Wir kauften Tickets und durchstreiften die Burg, was sich wirklich lohnt.
Im ersten Moment kam es mir allerdings etwas schräg vor, dass die Fahne mit dem Wappen der englischen Plantagenets über der Burg weht, denn Richards Truppen haben die Belagerung nach seinem Tod abgebrochen und die Burg nie erobert. Doch in Châlus bewahrt man die Erinnerung an die französischen Besitzer UND an Richard Löwenherz. So muss man das heute wohl machen, wenn man weiß, dass viele englische Touristen vorbeikommen.
Die Burg liegt sehr schön auf einem Hügel. Es gibt einen Wachsaal, einen massiven Ecktum, einen mittelalterlichen Palas und einen Bergfried aus dem 11./12. Jahrhundert. Wenn man ganz nach oben steigt, kann man kann sich ausmalen, wo Richard Löwenherz gestanden haben könnte, als er angeschossen wurde. Hier wird Geschichte besonders anschaulich. Egal, was man von Richard Löwenherz hält (heute sehen ihn die Historiker:innen ja viel kritischer als früher), solche Plätze sind Ausgangspunkte für Zeitreisen und es ist schön, dass es sie gibt.

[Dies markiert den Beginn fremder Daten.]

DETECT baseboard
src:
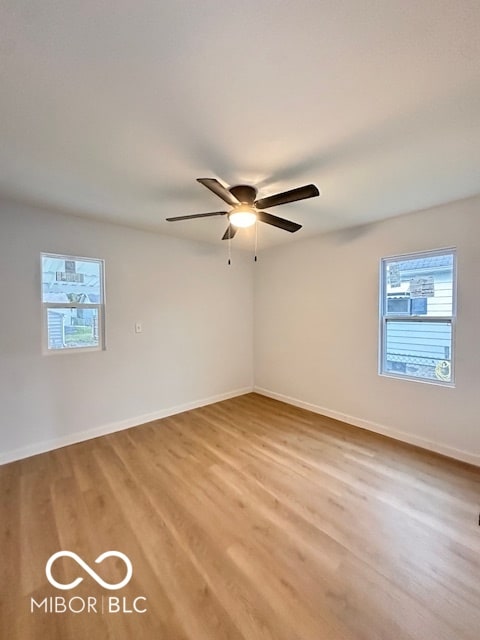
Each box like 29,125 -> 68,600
0,387 -> 253,465
253,387 -> 480,467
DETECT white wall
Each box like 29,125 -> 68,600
255,197 -> 480,464
0,202 -> 253,463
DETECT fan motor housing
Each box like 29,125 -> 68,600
229,184 -> 257,204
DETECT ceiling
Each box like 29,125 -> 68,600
0,0 -> 480,247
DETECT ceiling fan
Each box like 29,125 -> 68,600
167,178 -> 320,240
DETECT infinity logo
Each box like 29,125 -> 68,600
45,551 -> 133,590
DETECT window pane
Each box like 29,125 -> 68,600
42,255 -> 103,304
383,253 -> 453,317
47,307 -> 100,349
384,320 -> 452,382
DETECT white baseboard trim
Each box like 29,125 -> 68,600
253,387 -> 480,467
0,387 -> 253,465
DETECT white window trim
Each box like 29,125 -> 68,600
378,247 -> 457,389
40,251 -> 106,356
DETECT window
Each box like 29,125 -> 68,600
42,253 -> 104,353
380,249 -> 456,385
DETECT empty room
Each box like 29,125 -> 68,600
0,0 -> 480,640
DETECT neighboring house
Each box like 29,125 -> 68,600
386,256 -> 453,379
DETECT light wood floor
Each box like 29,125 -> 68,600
0,394 -> 480,640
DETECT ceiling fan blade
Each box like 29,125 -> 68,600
257,211 -> 302,233
222,224 -> 238,240
255,184 -> 320,209
197,178 -> 240,207
165,211 -> 228,222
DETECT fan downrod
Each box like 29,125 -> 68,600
229,184 -> 257,205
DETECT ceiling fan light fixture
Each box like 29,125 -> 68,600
228,207 -> 257,228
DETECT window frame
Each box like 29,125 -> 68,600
40,251 -> 106,355
378,247 -> 457,388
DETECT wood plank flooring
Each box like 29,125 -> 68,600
0,394 -> 480,640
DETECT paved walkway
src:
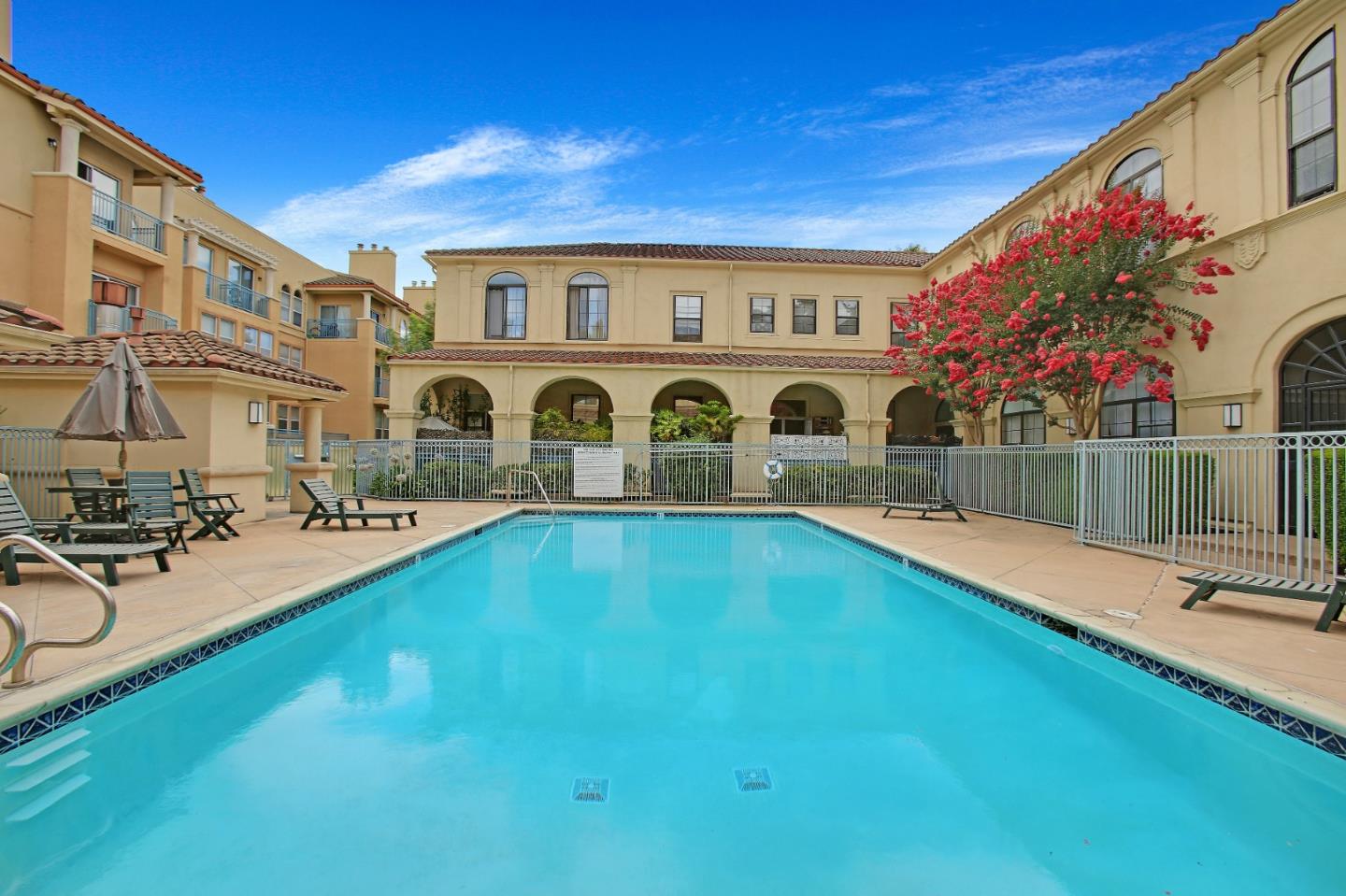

Dass Richard hier beerdigt sein soll, wie es der Flyer erzählt, denn man mit dem Ticket in die Hand bekommt, stimmt übrigens nicht. Sein Gehirn und seine Eingeweide liegen in Charroux im Poitou, das Herz in der Kathedrale von Rouen und der restliche Körper in der Abtei Fontevraud, wo auch sein Vater Heinrich II. und seine Mutter Eleonore von Aquitanien bestattet sind.